O outro lado desta história é o debate de Nuvem Pública vs Privada. Há muita preocupação sobre onde seus dados estão armazenados, por quais países seus dados estão passando e o que acontece se sua conexão cair e você não puder correr para outro andar, refazer o roteamento porque você não tem nenhum hardware. Será uma transição um pouco conturbada.

PAV: A Ross Video é uma das poucas empresas que leva à sério parcerias com desenvolvedores de Game Engines. Como você vê a integração desta tecnologia dentro do mundo broadcast e por que esta tecnologia assusta tanto as demais empresas do setor?

Ross: Veja, nós temos duas plataformas para gráficos. Temos a Frontier, que é baseado numa Game Engine, e também Xpression que é proprietária. São aplicações muito diferentes. Produtos como o Xpression são pensado para quando se precisa de muita performance, controle real, precisão e conhecimento sobre como cada pixel é processado. Você pode fazer coisas incríveis com o Xpression e sua relação preço/performance é excelente também. Por outro lado, quando você precisa criar um mundo virtual, com chuva, grama e folhas se mexendo, cenários virtuais completos com reflexos, não dá pra vencer a tecnologia que está vindo da indústria de games. Os caras têm milhares de programadores trabalhando nisso para outra indústria e somos capazes de emprestar a tecnologia deles e trabalhar por cima.

Vai levar um tempo até que ambas indústrias se misturem, porque as aplicações são diferentes, mas a Ross Video é a empresa que se pergunta sempre “Qual a tecnologia é necessária para resolver o problema do cliente?” e vamos afundo seja qual tecnologia for.
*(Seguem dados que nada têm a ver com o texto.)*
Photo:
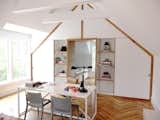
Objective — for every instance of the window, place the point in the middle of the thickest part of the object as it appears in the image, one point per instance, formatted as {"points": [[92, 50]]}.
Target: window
{"points": [[3, 60], [14, 56]]}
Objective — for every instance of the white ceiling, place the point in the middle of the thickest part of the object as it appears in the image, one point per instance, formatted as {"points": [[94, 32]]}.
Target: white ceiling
{"points": [[139, 18]]}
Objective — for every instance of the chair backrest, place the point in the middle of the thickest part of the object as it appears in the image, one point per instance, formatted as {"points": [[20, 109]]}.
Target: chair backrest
{"points": [[34, 99], [61, 104]]}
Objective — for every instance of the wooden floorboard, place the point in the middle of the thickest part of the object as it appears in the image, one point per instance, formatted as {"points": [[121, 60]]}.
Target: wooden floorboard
{"points": [[108, 108]]}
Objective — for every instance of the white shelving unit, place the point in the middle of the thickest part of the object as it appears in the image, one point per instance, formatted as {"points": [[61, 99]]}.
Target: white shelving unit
{"points": [[105, 66], [60, 62]]}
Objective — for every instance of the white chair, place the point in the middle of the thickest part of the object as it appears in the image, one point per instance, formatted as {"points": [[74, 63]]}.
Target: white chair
{"points": [[35, 100], [62, 105]]}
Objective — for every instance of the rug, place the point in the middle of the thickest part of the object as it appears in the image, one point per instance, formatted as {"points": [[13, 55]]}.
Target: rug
{"points": [[7, 117]]}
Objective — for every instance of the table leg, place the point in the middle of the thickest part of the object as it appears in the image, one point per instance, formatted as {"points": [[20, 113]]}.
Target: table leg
{"points": [[86, 108], [18, 97]]}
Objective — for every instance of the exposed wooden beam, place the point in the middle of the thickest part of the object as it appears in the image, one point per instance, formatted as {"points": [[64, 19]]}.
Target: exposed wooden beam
{"points": [[74, 8], [53, 30], [82, 29], [140, 46], [31, 57], [89, 5]]}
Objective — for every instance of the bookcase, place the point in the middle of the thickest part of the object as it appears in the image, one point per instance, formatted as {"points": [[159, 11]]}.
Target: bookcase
{"points": [[60, 61], [105, 66]]}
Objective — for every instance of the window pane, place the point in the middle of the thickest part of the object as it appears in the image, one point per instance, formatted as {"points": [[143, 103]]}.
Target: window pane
{"points": [[21, 58], [3, 60]]}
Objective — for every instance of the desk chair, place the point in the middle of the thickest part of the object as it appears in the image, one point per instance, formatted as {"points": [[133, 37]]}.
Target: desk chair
{"points": [[62, 105], [35, 100]]}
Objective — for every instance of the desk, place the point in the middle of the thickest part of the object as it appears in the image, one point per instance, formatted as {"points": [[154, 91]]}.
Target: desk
{"points": [[59, 89]]}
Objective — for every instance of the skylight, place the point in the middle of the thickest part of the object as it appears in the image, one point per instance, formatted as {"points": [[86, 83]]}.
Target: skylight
{"points": [[21, 29]]}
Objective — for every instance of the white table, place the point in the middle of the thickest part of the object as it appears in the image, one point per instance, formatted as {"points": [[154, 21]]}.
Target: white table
{"points": [[59, 89]]}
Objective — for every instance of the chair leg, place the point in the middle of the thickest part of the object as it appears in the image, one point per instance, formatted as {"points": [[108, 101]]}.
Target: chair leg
{"points": [[70, 117], [51, 116], [26, 112], [61, 116], [42, 114], [38, 112]]}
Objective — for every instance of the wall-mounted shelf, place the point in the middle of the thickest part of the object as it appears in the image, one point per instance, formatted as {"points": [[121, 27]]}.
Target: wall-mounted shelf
{"points": [[105, 66], [106, 51], [60, 60]]}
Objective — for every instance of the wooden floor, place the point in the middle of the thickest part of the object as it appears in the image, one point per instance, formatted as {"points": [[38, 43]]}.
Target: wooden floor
{"points": [[108, 108]]}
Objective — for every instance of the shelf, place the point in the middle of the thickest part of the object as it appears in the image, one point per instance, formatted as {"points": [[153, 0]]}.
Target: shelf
{"points": [[61, 52], [104, 79], [60, 64], [106, 51], [105, 65], [61, 76]]}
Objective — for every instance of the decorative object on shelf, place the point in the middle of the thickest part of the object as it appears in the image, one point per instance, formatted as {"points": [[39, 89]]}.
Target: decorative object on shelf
{"points": [[63, 48], [106, 75], [107, 62], [63, 71], [58, 59], [107, 46], [82, 86]]}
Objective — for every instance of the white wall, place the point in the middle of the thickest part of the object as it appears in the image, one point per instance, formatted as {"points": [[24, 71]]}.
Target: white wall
{"points": [[156, 83], [132, 69], [43, 62]]}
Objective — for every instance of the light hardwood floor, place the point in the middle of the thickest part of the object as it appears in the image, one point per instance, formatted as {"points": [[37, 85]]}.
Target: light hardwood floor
{"points": [[109, 108]]}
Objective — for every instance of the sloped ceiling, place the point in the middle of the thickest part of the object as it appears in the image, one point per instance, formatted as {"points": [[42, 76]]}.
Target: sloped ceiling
{"points": [[139, 18]]}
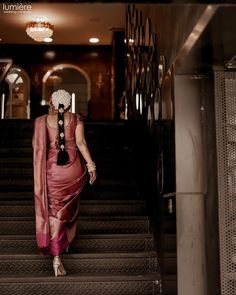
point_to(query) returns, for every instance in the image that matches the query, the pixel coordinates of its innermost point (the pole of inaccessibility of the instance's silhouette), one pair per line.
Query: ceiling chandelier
(40, 30)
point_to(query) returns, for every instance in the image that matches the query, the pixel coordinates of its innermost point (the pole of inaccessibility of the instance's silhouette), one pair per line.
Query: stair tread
(138, 217)
(80, 277)
(84, 236)
(84, 202)
(105, 255)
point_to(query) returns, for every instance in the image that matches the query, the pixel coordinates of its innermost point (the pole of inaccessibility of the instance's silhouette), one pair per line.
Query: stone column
(190, 187)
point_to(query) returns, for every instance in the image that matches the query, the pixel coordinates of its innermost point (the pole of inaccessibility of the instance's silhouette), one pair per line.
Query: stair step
(28, 183)
(125, 263)
(89, 208)
(106, 151)
(170, 285)
(170, 242)
(103, 162)
(89, 284)
(22, 172)
(88, 193)
(86, 225)
(20, 244)
(170, 263)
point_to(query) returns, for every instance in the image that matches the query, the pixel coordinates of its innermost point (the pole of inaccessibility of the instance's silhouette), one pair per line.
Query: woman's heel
(58, 267)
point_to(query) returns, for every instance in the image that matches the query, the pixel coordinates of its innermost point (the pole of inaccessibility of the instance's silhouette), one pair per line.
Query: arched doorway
(18, 101)
(74, 80)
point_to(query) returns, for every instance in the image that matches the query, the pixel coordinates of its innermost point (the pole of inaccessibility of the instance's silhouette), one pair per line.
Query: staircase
(114, 252)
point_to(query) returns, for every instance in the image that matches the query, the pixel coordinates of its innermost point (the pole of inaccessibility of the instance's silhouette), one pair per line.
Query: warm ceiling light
(48, 40)
(93, 40)
(39, 30)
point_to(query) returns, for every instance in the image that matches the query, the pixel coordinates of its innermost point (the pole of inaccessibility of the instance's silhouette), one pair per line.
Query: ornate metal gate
(225, 102)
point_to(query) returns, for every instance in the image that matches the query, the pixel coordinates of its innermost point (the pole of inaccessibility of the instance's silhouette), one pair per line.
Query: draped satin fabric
(56, 188)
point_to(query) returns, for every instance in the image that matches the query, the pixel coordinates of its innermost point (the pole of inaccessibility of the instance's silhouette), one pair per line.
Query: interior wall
(172, 24)
(96, 61)
(190, 187)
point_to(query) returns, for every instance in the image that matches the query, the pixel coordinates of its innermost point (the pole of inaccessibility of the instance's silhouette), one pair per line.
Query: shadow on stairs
(114, 252)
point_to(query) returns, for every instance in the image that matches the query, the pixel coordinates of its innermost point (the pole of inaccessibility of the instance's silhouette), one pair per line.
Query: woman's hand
(92, 176)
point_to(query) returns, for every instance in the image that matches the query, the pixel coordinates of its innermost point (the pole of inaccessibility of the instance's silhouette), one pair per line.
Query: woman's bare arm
(84, 150)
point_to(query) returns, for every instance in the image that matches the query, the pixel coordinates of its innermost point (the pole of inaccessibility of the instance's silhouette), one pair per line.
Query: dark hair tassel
(62, 157)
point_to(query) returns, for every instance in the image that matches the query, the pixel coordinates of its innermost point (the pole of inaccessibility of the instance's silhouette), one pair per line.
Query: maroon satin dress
(64, 185)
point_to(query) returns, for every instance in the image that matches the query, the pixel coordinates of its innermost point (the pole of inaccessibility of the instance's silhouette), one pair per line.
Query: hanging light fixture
(39, 30)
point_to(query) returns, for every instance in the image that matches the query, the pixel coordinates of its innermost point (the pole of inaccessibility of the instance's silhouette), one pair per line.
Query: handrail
(175, 194)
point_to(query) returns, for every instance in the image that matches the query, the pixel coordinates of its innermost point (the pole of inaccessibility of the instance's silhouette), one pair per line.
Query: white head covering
(61, 97)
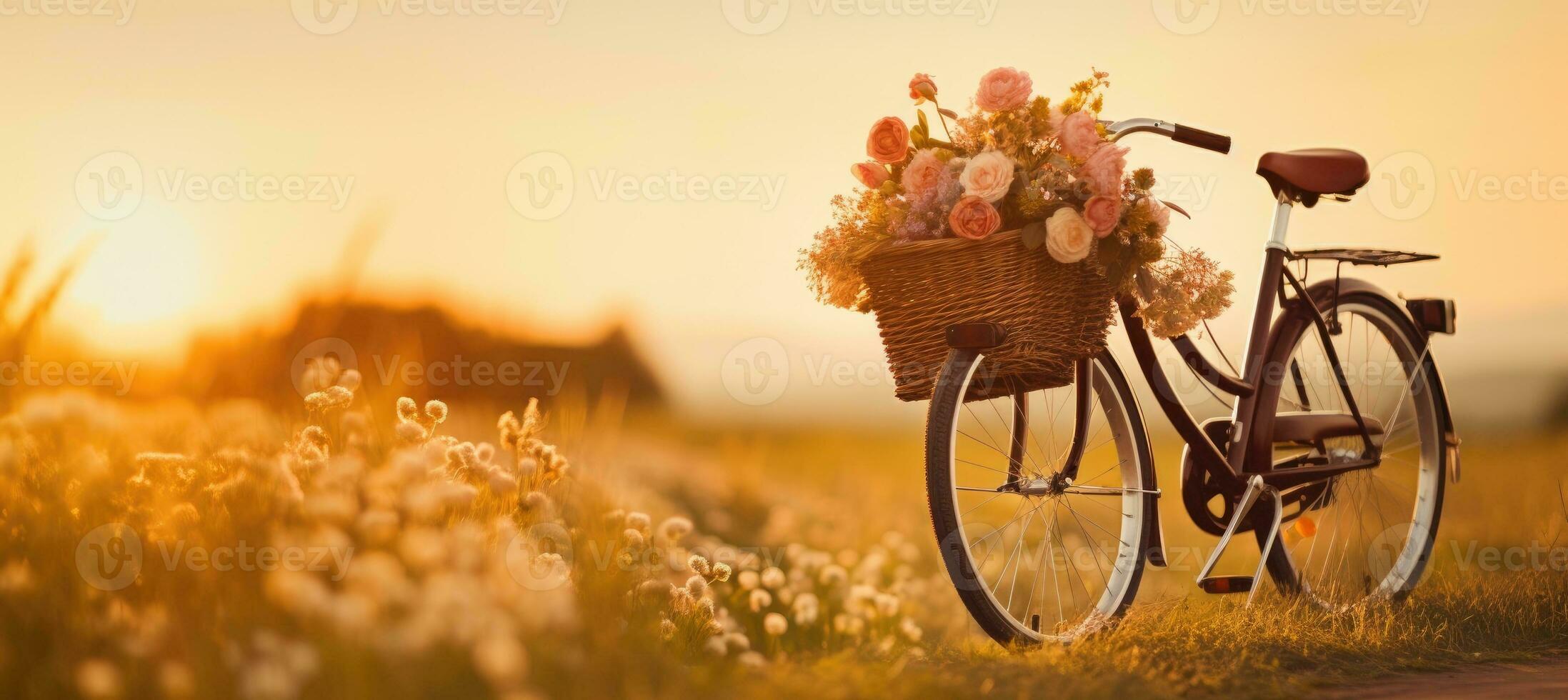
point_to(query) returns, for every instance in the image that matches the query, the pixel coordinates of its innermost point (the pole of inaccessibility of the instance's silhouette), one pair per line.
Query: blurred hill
(422, 352)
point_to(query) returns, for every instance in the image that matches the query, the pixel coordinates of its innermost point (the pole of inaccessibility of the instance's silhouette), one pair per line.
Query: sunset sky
(657, 110)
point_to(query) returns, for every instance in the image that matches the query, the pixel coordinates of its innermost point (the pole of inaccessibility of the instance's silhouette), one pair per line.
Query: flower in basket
(888, 141)
(976, 219)
(1043, 173)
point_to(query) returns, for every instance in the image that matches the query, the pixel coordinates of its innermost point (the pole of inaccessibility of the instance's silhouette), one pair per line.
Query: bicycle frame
(1247, 446)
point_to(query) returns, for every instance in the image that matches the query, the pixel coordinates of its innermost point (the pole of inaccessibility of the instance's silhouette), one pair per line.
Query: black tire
(1292, 329)
(947, 523)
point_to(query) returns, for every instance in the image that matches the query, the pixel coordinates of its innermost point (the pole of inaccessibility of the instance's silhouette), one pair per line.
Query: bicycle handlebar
(1175, 132)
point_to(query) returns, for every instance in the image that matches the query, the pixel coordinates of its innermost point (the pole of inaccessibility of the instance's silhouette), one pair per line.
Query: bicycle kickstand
(1244, 584)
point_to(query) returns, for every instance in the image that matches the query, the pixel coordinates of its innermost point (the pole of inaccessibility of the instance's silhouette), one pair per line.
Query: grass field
(347, 548)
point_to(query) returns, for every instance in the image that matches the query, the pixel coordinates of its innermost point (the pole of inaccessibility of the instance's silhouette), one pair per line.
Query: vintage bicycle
(1335, 452)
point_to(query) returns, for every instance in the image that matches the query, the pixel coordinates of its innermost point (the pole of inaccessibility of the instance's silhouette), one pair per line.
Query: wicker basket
(1054, 314)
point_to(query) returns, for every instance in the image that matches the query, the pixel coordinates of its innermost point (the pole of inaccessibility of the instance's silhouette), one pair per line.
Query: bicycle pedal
(1227, 584)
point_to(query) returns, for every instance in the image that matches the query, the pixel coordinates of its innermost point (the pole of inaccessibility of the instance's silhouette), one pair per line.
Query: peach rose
(869, 173)
(1004, 89)
(922, 173)
(888, 141)
(1068, 237)
(1104, 169)
(974, 219)
(988, 176)
(922, 89)
(1103, 214)
(1078, 134)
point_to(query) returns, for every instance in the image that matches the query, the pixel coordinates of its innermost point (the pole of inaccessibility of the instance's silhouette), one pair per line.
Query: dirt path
(1531, 680)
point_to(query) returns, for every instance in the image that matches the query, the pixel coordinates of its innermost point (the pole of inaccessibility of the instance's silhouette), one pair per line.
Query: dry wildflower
(406, 410)
(758, 600)
(746, 579)
(698, 564)
(775, 625)
(640, 521)
(411, 432)
(807, 609)
(535, 503)
(673, 529)
(1183, 292)
(16, 576)
(751, 659)
(328, 399)
(696, 586)
(833, 575)
(634, 539)
(176, 680)
(774, 578)
(436, 411)
(736, 642)
(501, 659)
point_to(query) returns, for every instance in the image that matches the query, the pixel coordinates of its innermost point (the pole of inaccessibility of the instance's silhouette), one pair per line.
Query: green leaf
(1035, 236)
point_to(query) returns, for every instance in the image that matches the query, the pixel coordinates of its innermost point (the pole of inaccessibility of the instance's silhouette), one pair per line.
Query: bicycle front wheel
(1037, 558)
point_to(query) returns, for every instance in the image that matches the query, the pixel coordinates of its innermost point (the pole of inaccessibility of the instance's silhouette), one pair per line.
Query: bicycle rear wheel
(1039, 564)
(1364, 534)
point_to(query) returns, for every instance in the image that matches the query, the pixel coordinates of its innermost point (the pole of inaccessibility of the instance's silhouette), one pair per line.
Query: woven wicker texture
(1054, 314)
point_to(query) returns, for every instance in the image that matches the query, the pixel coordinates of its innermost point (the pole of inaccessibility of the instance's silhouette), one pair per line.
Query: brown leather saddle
(1309, 175)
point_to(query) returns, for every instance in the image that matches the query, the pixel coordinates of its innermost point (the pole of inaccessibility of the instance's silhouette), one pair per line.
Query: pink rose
(1103, 214)
(922, 89)
(888, 141)
(1004, 89)
(988, 176)
(1158, 211)
(1068, 239)
(869, 173)
(1078, 134)
(974, 219)
(922, 173)
(1103, 170)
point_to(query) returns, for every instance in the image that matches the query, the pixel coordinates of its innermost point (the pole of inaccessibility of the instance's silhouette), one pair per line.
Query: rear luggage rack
(1360, 256)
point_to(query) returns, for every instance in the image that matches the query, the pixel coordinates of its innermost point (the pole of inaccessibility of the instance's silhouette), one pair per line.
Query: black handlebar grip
(1202, 139)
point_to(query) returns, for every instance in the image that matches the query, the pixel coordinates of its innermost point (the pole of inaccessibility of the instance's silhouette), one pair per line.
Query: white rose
(988, 176)
(1068, 237)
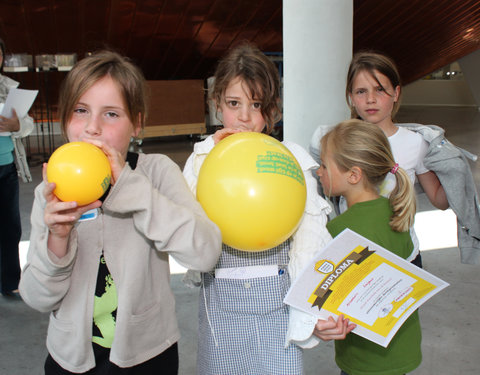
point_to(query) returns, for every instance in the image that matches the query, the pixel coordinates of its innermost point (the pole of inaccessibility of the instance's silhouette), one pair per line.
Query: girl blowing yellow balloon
(244, 324)
(103, 274)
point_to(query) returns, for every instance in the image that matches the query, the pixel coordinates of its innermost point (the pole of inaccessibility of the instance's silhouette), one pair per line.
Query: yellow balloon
(81, 172)
(253, 188)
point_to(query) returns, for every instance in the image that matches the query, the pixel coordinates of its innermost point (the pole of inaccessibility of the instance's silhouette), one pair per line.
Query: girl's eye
(80, 110)
(111, 114)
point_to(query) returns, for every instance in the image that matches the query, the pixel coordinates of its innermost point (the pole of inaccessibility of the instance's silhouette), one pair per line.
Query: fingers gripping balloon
(81, 172)
(253, 188)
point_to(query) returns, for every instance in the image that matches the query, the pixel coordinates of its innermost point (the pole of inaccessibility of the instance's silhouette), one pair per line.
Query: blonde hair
(90, 70)
(364, 145)
(258, 73)
(367, 61)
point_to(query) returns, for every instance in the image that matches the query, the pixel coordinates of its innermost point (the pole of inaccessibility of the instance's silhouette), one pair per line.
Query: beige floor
(451, 337)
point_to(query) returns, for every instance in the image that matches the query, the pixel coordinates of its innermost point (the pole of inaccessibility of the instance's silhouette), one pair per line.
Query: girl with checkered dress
(244, 326)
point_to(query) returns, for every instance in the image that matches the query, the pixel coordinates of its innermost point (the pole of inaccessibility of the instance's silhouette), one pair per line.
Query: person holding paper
(11, 130)
(355, 159)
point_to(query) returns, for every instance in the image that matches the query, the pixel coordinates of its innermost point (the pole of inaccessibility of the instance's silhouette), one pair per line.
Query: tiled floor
(451, 337)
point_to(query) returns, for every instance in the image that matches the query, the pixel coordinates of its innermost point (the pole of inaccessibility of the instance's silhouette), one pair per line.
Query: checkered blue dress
(242, 323)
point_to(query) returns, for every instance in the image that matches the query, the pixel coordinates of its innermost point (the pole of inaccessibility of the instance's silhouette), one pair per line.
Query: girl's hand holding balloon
(60, 217)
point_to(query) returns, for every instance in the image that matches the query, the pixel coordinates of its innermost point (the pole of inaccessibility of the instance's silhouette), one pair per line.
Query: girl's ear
(355, 175)
(138, 126)
(397, 94)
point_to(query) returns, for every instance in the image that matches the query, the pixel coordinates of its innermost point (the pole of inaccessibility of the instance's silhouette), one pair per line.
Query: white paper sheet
(19, 99)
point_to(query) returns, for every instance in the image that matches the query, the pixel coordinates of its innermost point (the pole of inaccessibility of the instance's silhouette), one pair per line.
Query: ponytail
(358, 143)
(402, 201)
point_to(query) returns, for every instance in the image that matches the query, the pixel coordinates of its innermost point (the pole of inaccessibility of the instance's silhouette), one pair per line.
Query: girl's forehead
(250, 89)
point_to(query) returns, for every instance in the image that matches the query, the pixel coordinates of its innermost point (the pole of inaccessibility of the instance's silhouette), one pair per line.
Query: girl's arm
(60, 217)
(333, 330)
(434, 189)
(46, 276)
(166, 212)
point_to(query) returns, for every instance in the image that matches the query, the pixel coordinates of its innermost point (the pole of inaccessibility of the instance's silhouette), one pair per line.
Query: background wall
(438, 92)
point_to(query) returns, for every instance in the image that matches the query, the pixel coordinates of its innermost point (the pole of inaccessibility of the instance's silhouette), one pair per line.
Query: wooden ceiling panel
(174, 39)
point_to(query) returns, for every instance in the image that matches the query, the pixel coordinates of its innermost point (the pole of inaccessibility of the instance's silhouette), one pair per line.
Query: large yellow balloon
(81, 172)
(253, 188)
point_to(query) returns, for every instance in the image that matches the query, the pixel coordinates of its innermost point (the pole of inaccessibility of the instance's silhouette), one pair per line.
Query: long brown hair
(93, 68)
(370, 62)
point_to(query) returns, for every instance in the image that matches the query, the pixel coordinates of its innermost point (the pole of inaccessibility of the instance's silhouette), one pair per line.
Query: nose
(371, 98)
(244, 114)
(93, 126)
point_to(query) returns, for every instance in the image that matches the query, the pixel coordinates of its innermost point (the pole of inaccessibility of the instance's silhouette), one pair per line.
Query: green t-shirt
(356, 355)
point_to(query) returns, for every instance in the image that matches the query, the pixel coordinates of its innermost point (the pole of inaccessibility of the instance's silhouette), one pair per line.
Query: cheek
(259, 122)
(228, 118)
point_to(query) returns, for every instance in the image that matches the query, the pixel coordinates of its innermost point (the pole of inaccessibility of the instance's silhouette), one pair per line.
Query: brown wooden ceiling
(183, 39)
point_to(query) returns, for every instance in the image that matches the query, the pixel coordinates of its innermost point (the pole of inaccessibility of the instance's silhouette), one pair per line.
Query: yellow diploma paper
(373, 287)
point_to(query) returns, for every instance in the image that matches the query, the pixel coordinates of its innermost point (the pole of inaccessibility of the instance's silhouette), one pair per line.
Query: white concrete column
(469, 65)
(317, 48)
Se eu só trabalhasse com o tipo de tecnologia que eu aprendi na escola, como engenheiro, então todos nossos produtos seriam somente placas de computadores, hardware e software incorporado, afinal, esse é o meu histórico, mas por alguma razão estou trabalhando com tecnologia de games, e construindo robôs, fibra óptica e tecnologia baseada em nuvem.

Acho que a chave para qualquer empresa é não ter medo de tecnologia, ao invés disso, entender o que o cliente precisa.

Sabe quem mais me impressiona? Os engenheiros-chefe de estações de TV. Esses caras precisam saber tudo, conhecer sistemas de edição, produção ao vivo, entender cameras, saber sobre transmissão, micro-ondas… tudo. As empresas da indústria não deveriam ter medo de novas tecnologias, porque nossos clientes não tem.